Sunday, July 11, 2010

An Evening at the Ravinia Music Festival

It is not convenient getting from Downers Grove to the Ravinia Festival in Highland Park. When we go, we want to make the best of it. Friday we went and discovered two-for-one tickets in the Pavilion for the all Mozart program directed by Pinchas Zuckerman, at which he played three violin solos. His daughter Arianna also sang from two Mozart vocal works. It was her Ravinia debut, but he has been there many times. Ironically, he was the conductor the only other time I sat in the Pavilion twenty or so years ago. We usually buy less expensive lawn tickets and spread out with our picnic. But yesterday was different, and we sat on the right side five rows from the cellos and bass players. I could see the scratches on the basses and how the cellos seemed to come in different shades of brown.

A second factor in our buying the Pavilion tickets was that it allowed us to also attend the Steans Institute Young Artists' Concert at 5:45 p.m. in the Bennett-Gordon Hall in the John D. Harza Building on the Ravinia campus. The young musicians come from around the world for classes with distinguished faculty, including Miriam Fried and Leon Fleisher.

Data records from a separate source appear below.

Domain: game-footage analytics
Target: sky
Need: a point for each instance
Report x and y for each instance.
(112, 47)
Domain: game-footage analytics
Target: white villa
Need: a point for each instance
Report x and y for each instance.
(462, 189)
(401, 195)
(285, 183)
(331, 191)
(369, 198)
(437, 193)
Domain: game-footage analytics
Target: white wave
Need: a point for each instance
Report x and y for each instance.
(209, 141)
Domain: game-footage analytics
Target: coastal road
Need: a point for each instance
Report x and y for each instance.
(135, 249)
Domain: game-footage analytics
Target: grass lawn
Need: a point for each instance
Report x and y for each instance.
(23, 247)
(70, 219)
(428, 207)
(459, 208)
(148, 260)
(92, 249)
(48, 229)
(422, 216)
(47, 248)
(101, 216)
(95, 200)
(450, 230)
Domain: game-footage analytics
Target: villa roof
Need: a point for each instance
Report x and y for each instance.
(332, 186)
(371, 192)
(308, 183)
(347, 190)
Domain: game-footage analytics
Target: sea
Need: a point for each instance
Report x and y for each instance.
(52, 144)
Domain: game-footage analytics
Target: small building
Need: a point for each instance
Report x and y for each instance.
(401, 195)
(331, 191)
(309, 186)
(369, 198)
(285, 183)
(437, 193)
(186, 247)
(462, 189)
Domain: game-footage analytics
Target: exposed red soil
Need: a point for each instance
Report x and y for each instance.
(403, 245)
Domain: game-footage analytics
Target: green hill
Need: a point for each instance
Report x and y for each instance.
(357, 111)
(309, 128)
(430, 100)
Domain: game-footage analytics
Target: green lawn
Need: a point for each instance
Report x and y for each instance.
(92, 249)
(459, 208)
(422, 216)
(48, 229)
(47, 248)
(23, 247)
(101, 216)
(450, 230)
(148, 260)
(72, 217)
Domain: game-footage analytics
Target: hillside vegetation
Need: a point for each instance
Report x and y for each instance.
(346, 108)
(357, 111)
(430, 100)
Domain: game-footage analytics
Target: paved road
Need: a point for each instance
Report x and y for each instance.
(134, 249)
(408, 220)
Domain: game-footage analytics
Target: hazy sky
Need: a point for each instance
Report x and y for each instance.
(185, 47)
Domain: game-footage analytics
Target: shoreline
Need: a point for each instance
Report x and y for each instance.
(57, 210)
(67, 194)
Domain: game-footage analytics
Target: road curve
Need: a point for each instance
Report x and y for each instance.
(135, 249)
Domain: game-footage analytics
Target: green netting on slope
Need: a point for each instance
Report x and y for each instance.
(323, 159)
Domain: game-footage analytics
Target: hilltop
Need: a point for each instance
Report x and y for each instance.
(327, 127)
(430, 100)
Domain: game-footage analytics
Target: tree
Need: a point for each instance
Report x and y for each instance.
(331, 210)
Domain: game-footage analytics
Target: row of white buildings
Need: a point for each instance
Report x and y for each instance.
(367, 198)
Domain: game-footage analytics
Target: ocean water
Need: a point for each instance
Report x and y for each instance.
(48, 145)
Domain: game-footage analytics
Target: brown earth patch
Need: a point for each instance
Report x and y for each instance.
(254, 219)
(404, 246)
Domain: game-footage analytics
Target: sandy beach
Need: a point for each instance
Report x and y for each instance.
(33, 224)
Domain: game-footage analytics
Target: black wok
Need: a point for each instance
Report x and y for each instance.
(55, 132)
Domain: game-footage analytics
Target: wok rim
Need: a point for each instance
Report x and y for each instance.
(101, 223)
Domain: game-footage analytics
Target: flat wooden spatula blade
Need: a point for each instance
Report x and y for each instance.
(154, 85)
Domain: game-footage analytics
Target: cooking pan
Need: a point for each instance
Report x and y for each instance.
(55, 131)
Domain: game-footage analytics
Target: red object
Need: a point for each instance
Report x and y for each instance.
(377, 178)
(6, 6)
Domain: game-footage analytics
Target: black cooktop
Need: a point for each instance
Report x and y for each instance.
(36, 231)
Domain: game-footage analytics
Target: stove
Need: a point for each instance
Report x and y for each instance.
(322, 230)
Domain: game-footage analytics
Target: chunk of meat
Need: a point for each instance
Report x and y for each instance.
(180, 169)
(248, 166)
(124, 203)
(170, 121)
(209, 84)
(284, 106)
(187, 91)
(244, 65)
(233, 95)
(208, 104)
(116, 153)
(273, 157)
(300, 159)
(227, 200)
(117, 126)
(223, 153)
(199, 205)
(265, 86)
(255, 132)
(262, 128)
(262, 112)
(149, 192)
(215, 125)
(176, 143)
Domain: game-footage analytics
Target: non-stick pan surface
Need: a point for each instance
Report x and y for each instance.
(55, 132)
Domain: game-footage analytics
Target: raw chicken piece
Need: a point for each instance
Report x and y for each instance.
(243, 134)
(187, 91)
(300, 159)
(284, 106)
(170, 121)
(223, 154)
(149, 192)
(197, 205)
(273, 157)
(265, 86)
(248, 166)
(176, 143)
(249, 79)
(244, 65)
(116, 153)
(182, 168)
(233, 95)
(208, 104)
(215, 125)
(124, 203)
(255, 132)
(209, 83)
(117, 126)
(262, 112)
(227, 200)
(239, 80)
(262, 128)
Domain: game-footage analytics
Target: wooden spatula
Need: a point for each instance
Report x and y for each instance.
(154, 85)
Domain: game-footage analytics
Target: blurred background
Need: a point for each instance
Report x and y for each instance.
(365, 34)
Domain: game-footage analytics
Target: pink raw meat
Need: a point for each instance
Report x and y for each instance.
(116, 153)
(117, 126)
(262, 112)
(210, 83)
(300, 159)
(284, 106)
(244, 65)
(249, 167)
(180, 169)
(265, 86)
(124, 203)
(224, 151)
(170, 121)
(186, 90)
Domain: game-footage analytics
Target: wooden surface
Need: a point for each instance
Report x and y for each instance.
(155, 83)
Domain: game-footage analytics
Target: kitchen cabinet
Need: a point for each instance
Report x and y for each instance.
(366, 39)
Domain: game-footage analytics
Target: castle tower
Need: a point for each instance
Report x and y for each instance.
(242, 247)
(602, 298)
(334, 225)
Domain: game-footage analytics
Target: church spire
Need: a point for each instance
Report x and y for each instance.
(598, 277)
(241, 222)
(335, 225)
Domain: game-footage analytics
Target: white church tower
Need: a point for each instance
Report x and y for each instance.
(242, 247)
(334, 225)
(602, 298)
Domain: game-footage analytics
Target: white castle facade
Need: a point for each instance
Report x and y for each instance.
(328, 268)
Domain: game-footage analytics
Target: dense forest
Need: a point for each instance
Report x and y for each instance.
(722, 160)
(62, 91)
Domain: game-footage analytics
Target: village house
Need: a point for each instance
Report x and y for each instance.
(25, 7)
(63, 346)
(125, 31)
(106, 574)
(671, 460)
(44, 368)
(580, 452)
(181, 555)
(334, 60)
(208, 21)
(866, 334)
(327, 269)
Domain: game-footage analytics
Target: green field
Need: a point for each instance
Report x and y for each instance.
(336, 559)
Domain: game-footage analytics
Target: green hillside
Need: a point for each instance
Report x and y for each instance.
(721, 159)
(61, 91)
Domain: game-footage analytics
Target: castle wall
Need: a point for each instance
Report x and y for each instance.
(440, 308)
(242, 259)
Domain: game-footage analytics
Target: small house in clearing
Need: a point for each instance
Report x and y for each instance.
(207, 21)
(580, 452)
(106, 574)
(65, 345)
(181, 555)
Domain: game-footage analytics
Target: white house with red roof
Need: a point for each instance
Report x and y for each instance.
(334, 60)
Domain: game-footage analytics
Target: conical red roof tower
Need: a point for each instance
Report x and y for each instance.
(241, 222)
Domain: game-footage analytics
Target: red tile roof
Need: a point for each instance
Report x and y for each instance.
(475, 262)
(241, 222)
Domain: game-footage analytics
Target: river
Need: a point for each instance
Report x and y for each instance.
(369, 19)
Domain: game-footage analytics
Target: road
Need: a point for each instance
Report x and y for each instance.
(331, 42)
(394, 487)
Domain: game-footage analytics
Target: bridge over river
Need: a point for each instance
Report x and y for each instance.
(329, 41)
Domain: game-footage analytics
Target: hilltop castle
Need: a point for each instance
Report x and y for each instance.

In the biographies in the recital program, there were many references in student and faculty profiles to the New England Conservatory of Music. On the program was a Beethoven piano sonata, a Debussy string quartet, and a Dvořák viola quintet, each approaching half an hour. We got more music than we expected. I particularly liked the Debussy while Bonnie favored the Dvořák.

We hardly had time to eat our salads and desserts before we took our seats in the Pavilion, where, as I said before we sat very close. I found it easy to watch Zuckerman conducting. Unlike my band directors in high school, "Pinkie" (as the frequent Ravinia concertgoer next to us called him) did not seem to be keeping the beat. He was swinging around and pointing and looking around. Strangely, it did not appear to me that many of the orchestra members were actually watching him. Instead, they were intently reading their music. Professionals that they are, they stuck together anyway. I enjoyed hearing the lively and familiar pieces.

The final half of the concert was Mozart's Symphony no. 40 in G minor, a very recognizable piece. I call still hear it a day later. Ta TA TA ta-ta-ta-ta-ta. It was a fitting end to a great evening of music. We have been tending toward attending Grant Park concerts more lately, but Ravinia can still deliver.